One way Sale can limit the stress on his arm is by throwing fewer sliders, and he's done just that this season as his changeup has developed. He has thrown the changeup 30.5 percent of the time vs. 19.9 percent last season, while his slider usage has dipped from 29.5 to 18.3 percent.

Sale used his slider more than usual against New York, which catcher Tyler Flowers said had more to do with the Yankees' aggressive lineup than anything else.

"I don't know, we'll see if anybody says anything to me about cutting back on those sliders, but I felt like I was trying to use them as sparingly as I could," Flowers said. "But, like I said, that lineup called for using that pitch probably more than your typical lineup."

Plus, Sale was cleared as fully healthy, so he and Flowers wanted to treat it like any other start. That means throwing sliders without hesitation.
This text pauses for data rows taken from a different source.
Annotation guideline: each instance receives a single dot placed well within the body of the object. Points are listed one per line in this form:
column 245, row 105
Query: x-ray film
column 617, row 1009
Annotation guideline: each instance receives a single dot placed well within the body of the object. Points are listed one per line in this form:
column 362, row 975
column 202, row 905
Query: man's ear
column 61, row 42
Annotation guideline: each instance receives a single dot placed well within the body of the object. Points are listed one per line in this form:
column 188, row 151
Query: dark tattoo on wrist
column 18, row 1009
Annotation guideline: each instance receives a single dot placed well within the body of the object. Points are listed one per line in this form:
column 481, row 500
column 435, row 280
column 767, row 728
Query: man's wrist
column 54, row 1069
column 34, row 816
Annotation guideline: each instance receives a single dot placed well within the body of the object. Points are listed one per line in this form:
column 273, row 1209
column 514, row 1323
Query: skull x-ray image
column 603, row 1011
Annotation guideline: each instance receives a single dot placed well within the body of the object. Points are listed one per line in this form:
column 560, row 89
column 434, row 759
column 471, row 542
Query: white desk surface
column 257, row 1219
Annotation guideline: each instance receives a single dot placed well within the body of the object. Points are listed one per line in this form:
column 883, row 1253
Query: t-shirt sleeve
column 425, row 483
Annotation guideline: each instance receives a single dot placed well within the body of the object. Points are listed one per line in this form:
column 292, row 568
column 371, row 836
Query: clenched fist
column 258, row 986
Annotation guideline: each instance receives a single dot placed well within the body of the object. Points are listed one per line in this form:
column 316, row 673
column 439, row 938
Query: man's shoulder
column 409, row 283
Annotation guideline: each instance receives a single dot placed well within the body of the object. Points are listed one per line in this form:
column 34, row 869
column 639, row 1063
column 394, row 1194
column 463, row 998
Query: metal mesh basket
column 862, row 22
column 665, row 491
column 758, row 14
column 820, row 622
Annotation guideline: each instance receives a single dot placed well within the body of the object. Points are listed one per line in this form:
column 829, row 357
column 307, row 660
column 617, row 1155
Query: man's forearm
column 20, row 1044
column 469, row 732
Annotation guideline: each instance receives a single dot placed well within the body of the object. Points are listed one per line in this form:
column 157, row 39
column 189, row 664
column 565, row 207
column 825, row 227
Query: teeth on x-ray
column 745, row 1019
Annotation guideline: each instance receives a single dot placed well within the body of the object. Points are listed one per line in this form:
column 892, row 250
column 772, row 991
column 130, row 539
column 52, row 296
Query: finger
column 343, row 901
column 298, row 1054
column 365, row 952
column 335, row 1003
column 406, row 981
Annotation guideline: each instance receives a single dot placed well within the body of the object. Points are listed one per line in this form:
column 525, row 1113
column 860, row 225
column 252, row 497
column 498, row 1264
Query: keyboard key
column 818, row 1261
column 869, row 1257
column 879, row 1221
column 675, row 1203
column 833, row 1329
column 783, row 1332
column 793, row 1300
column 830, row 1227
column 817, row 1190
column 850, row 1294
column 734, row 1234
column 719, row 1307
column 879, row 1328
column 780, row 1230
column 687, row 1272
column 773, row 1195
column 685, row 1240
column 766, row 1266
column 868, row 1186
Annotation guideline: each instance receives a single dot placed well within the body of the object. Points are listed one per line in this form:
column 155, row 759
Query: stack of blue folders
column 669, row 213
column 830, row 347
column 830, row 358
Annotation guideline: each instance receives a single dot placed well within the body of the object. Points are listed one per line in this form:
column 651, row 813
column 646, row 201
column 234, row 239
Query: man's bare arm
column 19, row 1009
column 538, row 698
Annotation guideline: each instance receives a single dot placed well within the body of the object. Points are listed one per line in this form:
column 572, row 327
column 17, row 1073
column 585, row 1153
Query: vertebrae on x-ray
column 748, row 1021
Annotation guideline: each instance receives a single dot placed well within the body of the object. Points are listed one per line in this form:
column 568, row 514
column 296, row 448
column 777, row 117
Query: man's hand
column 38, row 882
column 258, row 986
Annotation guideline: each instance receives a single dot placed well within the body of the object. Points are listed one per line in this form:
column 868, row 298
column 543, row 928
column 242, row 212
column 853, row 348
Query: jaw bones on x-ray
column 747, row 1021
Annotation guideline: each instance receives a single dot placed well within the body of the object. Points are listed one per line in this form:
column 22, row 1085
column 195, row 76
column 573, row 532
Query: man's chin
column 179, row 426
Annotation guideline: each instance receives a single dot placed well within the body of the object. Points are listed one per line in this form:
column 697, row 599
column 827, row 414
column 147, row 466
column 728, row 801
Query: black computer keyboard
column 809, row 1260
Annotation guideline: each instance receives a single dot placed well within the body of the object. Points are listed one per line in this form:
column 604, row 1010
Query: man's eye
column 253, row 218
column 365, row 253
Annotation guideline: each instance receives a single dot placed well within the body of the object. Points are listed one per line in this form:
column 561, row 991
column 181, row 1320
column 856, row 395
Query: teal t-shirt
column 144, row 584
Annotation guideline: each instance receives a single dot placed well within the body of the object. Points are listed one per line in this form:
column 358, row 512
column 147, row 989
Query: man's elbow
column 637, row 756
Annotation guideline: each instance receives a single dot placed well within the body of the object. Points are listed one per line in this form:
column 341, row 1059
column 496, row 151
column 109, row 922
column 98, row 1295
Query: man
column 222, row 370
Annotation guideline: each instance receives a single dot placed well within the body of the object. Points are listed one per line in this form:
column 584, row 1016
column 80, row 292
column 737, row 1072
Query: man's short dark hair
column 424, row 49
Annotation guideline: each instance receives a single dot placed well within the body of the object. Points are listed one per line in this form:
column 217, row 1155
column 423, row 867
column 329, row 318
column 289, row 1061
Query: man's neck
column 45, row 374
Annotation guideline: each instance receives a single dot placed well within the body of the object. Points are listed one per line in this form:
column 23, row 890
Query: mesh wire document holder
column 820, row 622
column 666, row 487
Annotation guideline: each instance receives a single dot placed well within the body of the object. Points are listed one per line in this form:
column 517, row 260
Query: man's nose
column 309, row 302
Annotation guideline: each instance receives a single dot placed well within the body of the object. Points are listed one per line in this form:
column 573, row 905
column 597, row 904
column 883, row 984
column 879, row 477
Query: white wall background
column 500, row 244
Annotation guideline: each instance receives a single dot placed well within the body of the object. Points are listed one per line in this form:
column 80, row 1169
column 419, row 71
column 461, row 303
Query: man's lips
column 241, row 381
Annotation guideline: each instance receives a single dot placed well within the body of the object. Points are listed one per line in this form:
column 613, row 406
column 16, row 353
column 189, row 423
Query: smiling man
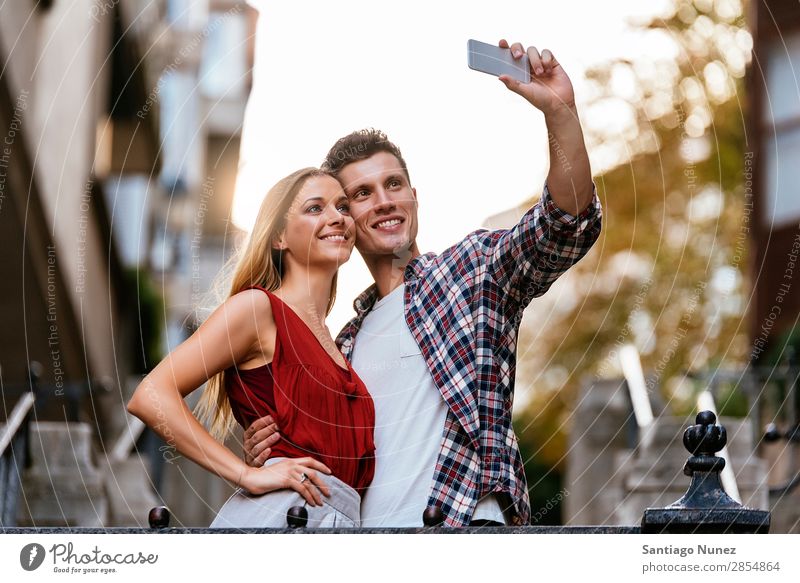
column 435, row 336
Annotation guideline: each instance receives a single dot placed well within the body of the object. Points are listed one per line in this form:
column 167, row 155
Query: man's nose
column 383, row 201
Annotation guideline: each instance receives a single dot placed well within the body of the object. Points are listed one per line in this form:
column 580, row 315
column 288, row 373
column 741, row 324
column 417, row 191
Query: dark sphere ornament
column 159, row 517
column 705, row 438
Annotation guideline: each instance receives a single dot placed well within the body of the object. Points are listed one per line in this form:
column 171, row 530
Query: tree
column 668, row 273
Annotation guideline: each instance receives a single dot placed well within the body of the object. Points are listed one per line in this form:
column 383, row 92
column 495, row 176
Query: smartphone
column 496, row 61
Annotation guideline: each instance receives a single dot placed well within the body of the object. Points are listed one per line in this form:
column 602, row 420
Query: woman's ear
column 278, row 243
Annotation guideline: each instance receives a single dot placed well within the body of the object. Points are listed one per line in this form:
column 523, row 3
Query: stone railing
column 705, row 508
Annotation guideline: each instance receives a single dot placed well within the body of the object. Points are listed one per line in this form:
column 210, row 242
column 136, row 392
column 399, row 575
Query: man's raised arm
column 569, row 179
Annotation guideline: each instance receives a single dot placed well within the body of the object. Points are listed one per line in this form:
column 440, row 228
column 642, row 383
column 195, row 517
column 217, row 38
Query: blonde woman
column 267, row 351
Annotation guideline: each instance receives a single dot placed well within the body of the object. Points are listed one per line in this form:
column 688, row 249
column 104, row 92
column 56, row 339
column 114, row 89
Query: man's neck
column 388, row 271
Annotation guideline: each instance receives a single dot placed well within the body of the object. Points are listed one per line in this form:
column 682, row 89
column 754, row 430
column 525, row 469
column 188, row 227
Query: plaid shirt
column 464, row 308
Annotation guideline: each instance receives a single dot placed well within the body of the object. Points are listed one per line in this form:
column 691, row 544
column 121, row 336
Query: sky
column 473, row 148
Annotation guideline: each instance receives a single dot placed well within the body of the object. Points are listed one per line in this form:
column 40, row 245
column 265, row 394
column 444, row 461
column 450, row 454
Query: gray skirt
column 342, row 509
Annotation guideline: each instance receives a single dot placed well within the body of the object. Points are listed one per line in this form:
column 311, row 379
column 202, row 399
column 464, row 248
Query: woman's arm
column 240, row 327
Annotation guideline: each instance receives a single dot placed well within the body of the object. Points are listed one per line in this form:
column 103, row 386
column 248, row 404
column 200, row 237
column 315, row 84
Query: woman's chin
column 334, row 258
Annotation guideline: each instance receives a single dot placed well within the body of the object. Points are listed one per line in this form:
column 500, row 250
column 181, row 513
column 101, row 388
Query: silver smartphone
column 496, row 61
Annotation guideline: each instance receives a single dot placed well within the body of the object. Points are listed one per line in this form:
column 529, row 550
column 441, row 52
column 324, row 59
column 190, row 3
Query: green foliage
column 669, row 271
column 147, row 329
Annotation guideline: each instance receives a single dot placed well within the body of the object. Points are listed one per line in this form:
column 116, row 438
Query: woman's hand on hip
column 289, row 473
column 259, row 438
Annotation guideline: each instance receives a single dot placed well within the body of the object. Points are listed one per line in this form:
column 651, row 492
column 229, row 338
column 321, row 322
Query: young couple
column 409, row 411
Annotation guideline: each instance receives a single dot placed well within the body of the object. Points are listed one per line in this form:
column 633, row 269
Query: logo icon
column 31, row 556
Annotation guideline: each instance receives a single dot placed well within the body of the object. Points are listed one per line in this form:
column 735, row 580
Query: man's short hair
column 360, row 145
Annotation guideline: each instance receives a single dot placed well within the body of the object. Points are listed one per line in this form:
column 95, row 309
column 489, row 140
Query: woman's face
column 319, row 229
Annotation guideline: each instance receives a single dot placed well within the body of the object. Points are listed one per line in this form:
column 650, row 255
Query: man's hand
column 550, row 90
column 259, row 438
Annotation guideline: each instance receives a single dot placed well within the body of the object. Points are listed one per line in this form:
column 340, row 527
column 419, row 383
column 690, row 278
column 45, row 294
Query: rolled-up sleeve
column 526, row 259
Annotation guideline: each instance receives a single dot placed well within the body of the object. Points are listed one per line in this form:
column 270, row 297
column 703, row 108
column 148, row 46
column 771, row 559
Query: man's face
column 382, row 203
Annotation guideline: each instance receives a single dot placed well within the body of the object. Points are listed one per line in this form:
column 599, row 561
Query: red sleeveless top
column 322, row 410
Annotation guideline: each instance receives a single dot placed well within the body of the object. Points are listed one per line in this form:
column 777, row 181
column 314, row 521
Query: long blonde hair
column 256, row 263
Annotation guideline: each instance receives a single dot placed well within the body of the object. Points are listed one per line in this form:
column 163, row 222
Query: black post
column 705, row 508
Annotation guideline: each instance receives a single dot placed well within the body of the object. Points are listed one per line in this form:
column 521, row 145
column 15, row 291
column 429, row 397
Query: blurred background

"Yeah, there was definitely no limitation given to me as far as how many I could throw or anything of that matter," Flowers said. "But I'm not going to be a moron back there and call 40 of them. I tried to use them at the times where I knew that was the right pitch to throw."

Third to first

• Memorial Day is considered by many a marker for team self-evaluation, along with July 4. So how would Ventura assess his club three days ahead of the unofficial start of summer?

"It's been a mixed bag as far as guys getting hurt, guys filling in and doing that kind of thing, so it's not as much where you had the same team the whole time to be able to do it," he said. "We do like where we're at offensively with guys, the way we're swinging the bats and the years some guys are having. It's good. It keeps you in a lot of games. I think, early on, the bullpen struggled a little bit and they have been great as of late. There is a lot of things that have been going in the right direction for us."

Conor Gillaspie has hit safely in 16 of his last 18 games , hitting .333 (23-for-69) with five doubles and six RBIs.

• Sale's start Thursday night made him the second pitcher in the modern era (since 1900) to allow one hit with 10-plus strikeouts in consecutive starts. Then-New York Met R.A. Dickey also did it in 2012.